When Chris Spielman played for the Buffalo Bills, he was everything a middle linebacker should be: tough, strong and smart, with passion, total commitment and loyalty to the game. He played the entire 1995 season with a torn pectoral muscle that he sustained in the season opener. But football took a distant second place in his thinking during the 1998 season. He chose to stay home. He cooked, took care of his kids, and cared for his wife—by choice. Stefanie, Chris’s wife, was struggling through the stark reality of breast cancer. Surgery, chemotherapy, and nausea were Stefanie’s opponents. During her fight Chris was at her side. He even shaved his head (to match his wife’s hair loss during chemo) to help his kids understand. Spielman’s actions supported his “family before job” credo. When he was asked by a reporter if he’d consider a return to the Bills late in the season Spielman said, “I’d play in a heartbeat, but what kind of man would I be if I backed out on my word to her? I wouldn’t be a man at all.” Football fans saw Spielman as a man because of his aggressive, leave-it-all-on-the-field style of play. But what really makes him a man is his personal sacrifice and unending commitment and loyalty to his wife and children.

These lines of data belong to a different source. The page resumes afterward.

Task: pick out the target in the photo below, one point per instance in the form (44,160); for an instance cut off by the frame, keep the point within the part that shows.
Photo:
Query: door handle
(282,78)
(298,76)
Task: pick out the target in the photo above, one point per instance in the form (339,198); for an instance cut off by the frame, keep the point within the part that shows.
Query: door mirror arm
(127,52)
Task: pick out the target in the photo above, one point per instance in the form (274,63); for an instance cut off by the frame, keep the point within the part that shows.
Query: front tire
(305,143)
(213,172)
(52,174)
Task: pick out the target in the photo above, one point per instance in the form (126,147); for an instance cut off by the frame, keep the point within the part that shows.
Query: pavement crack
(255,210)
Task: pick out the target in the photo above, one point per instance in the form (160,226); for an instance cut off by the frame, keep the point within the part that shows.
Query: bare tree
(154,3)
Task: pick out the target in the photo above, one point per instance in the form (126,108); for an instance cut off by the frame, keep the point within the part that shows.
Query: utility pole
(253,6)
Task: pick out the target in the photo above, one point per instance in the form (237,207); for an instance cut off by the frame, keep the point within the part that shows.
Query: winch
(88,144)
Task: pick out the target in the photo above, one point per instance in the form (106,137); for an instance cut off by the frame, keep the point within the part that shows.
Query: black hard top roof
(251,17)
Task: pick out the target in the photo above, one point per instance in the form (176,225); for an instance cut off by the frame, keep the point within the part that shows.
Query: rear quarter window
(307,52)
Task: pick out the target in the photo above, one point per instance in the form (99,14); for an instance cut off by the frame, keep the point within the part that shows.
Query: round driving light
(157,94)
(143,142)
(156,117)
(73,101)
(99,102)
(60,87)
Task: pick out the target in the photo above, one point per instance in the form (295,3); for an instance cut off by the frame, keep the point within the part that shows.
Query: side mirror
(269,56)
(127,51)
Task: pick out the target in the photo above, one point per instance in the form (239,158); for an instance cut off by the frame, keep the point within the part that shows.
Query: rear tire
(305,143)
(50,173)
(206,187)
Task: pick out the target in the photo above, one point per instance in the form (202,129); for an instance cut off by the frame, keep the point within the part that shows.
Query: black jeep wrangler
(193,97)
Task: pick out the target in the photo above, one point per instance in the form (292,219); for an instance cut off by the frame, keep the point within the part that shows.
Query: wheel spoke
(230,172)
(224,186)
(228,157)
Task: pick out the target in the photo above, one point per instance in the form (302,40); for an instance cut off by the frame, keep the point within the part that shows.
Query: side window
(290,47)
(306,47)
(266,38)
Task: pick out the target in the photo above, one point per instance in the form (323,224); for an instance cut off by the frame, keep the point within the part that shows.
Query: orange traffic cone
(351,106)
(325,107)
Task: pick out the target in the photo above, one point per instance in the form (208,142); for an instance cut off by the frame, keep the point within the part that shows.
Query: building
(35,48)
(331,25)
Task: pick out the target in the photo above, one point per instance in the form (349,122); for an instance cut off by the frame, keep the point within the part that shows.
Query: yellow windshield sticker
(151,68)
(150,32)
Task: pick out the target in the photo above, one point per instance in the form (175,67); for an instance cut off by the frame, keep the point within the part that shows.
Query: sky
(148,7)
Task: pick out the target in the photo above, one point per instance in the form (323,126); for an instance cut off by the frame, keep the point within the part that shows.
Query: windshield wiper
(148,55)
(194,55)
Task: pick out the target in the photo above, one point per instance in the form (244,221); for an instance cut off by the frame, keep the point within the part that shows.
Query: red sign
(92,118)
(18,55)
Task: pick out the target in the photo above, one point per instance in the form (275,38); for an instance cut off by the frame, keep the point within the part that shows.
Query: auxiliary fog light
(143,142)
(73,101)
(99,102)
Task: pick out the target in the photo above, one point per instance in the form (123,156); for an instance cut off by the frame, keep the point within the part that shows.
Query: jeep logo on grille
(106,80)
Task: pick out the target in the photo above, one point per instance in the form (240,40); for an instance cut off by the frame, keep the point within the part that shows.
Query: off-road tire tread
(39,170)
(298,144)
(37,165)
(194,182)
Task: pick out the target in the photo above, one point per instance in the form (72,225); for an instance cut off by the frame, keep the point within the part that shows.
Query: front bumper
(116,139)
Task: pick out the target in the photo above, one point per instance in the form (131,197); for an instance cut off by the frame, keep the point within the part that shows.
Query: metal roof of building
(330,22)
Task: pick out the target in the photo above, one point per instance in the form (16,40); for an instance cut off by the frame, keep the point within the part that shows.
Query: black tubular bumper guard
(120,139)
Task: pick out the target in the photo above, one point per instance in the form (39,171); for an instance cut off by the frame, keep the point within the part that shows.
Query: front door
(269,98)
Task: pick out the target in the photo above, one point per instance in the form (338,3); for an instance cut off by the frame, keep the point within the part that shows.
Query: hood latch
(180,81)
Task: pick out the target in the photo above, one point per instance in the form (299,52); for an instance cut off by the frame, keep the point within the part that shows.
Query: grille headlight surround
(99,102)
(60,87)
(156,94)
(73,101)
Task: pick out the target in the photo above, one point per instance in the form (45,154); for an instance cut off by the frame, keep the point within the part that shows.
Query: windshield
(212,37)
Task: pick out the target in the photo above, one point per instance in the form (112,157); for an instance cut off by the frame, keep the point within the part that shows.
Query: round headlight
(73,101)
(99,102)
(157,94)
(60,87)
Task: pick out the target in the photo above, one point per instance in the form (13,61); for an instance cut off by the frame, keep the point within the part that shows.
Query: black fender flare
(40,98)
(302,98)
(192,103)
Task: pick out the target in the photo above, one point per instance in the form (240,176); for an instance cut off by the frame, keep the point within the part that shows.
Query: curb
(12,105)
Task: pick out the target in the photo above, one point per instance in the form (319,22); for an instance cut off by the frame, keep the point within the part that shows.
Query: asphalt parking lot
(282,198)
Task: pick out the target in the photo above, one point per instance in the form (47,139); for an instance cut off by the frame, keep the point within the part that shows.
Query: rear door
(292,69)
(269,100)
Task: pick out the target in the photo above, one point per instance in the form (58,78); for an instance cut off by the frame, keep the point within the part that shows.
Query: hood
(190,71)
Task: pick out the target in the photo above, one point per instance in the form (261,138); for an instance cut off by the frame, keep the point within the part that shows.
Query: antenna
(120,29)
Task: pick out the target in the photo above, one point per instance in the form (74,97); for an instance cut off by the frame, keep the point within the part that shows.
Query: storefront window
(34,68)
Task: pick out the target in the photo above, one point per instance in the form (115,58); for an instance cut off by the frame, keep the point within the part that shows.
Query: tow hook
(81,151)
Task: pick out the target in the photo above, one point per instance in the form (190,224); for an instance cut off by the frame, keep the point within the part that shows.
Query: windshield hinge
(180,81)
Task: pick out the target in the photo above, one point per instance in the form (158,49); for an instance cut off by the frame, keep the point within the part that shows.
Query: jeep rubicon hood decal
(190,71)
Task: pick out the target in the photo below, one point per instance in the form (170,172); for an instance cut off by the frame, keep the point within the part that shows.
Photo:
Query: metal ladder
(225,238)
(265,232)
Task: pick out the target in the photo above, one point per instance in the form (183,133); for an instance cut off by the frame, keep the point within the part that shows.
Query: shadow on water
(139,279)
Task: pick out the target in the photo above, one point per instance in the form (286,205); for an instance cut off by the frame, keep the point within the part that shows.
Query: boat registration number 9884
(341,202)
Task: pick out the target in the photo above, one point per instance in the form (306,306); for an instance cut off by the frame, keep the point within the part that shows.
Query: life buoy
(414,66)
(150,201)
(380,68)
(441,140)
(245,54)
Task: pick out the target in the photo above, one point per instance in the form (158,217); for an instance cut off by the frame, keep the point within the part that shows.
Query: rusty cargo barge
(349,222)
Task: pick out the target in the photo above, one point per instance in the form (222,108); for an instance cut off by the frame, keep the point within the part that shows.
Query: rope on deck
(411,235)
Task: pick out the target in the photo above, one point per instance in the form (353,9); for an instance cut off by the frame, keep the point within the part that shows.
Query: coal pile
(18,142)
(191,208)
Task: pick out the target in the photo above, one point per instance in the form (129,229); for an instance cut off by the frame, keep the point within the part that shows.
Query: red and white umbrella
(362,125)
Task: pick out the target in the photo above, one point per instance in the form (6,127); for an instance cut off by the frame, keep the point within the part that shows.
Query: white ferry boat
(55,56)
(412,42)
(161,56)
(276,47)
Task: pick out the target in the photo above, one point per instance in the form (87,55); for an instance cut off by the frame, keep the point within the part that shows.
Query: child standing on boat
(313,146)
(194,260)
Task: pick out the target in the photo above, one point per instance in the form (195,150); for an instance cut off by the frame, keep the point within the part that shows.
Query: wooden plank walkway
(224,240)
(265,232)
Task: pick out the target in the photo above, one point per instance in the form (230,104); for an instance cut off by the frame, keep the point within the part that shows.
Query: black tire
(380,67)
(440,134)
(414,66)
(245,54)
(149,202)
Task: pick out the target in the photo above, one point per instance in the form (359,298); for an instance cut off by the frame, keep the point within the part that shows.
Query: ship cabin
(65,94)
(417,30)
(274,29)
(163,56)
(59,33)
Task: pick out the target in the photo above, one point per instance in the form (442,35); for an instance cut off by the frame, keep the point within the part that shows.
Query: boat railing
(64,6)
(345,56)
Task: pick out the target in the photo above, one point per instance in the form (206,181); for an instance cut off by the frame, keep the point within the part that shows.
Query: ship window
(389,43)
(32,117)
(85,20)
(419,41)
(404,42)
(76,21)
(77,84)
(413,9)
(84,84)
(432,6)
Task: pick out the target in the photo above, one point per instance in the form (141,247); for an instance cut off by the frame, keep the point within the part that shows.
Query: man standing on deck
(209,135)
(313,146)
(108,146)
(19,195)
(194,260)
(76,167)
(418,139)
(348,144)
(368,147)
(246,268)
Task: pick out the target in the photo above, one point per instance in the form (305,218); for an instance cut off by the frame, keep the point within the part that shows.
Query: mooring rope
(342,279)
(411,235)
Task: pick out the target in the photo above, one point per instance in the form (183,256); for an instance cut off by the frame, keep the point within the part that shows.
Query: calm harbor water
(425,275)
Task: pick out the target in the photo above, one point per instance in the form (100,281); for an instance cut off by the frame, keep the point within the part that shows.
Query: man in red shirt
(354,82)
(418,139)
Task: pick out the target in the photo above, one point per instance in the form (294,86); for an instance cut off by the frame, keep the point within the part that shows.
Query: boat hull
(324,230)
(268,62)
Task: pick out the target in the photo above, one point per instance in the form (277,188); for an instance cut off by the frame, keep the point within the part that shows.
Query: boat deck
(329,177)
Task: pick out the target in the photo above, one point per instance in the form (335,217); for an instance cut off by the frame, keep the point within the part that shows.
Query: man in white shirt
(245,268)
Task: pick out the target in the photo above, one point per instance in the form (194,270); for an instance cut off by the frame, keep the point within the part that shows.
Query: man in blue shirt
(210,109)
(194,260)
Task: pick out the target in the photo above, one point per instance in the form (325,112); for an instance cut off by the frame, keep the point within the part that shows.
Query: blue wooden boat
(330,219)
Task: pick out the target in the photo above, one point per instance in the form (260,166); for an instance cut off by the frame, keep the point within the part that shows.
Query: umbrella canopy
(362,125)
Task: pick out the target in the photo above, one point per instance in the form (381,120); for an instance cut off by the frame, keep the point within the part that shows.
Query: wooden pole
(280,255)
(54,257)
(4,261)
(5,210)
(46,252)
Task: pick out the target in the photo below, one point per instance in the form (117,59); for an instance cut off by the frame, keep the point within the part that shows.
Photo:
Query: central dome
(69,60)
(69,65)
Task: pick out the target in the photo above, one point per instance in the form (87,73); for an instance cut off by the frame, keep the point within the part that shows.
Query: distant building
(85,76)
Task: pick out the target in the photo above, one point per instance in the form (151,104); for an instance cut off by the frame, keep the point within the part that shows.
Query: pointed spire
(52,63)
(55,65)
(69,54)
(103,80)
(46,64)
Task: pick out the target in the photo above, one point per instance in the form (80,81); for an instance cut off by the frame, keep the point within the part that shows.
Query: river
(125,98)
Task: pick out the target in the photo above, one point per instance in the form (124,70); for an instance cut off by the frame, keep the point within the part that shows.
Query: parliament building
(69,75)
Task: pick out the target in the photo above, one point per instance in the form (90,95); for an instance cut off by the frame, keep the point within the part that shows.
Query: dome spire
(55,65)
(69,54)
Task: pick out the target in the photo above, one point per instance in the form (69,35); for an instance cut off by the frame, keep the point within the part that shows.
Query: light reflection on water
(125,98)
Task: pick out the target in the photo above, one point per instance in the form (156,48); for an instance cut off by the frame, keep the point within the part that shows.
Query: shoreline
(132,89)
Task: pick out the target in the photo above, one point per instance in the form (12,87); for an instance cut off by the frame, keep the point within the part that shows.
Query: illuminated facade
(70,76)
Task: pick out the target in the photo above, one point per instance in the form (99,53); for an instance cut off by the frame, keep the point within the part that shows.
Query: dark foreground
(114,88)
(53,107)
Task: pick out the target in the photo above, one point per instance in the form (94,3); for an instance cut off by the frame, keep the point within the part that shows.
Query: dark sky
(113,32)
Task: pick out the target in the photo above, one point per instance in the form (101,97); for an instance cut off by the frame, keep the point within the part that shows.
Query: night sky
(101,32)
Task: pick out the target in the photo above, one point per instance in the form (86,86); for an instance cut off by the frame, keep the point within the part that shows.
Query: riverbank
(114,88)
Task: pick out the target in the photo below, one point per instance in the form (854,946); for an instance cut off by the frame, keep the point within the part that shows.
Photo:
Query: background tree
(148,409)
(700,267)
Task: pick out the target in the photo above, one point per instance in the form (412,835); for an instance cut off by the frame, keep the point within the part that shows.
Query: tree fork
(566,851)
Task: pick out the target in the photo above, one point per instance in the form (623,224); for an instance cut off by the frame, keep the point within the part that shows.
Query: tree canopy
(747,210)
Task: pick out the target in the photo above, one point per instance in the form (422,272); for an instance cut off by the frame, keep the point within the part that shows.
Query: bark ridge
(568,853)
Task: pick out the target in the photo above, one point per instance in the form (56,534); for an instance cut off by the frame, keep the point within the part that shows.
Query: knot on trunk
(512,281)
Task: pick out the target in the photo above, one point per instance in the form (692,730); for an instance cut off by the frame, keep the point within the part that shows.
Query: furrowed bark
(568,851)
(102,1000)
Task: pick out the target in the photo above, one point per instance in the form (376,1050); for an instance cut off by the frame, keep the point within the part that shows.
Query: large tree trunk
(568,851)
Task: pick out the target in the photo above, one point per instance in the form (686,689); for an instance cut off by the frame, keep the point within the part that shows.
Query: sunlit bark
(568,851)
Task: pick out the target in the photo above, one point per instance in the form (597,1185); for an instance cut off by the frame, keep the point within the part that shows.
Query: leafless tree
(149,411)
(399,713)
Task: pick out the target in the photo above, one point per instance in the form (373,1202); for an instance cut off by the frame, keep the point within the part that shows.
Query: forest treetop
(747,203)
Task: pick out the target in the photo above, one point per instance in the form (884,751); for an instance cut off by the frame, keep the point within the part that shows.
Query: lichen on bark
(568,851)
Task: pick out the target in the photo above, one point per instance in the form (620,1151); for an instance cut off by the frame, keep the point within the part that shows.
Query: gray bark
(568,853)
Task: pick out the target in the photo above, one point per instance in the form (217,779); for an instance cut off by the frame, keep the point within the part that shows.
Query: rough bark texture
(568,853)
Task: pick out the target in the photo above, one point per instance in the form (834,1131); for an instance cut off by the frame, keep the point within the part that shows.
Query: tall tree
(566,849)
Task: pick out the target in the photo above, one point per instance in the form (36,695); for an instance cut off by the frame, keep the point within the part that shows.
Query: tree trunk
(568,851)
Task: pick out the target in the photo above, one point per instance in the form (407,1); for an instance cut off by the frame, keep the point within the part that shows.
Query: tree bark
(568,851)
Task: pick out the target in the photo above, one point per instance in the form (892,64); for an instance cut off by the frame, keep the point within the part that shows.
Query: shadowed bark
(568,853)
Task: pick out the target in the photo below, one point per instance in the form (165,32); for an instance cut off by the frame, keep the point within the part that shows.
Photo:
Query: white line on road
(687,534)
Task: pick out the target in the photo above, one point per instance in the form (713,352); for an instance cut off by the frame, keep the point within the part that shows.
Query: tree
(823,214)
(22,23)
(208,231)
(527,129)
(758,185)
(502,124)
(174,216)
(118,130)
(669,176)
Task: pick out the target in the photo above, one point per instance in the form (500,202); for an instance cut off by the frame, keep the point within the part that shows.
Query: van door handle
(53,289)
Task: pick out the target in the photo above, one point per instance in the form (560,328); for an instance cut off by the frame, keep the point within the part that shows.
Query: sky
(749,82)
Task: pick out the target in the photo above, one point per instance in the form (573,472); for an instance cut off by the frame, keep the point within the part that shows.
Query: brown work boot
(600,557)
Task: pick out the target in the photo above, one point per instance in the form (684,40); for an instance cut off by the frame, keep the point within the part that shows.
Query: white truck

A good test of our credibility starts at home. When you promise your spouse you’ll do something, does he or she believe you? Does your child believe you? Our integrity depends upon our follow-through. Jesus’ disciples were called to be promise keepers. Are you a promise keeper? Have you maintained your purity, not merely physically, but mentally as well? Are you devoted to your spouse for better or worse? Are you a man or woman of your word? Can people count on what you say? Integrity is a heart matter.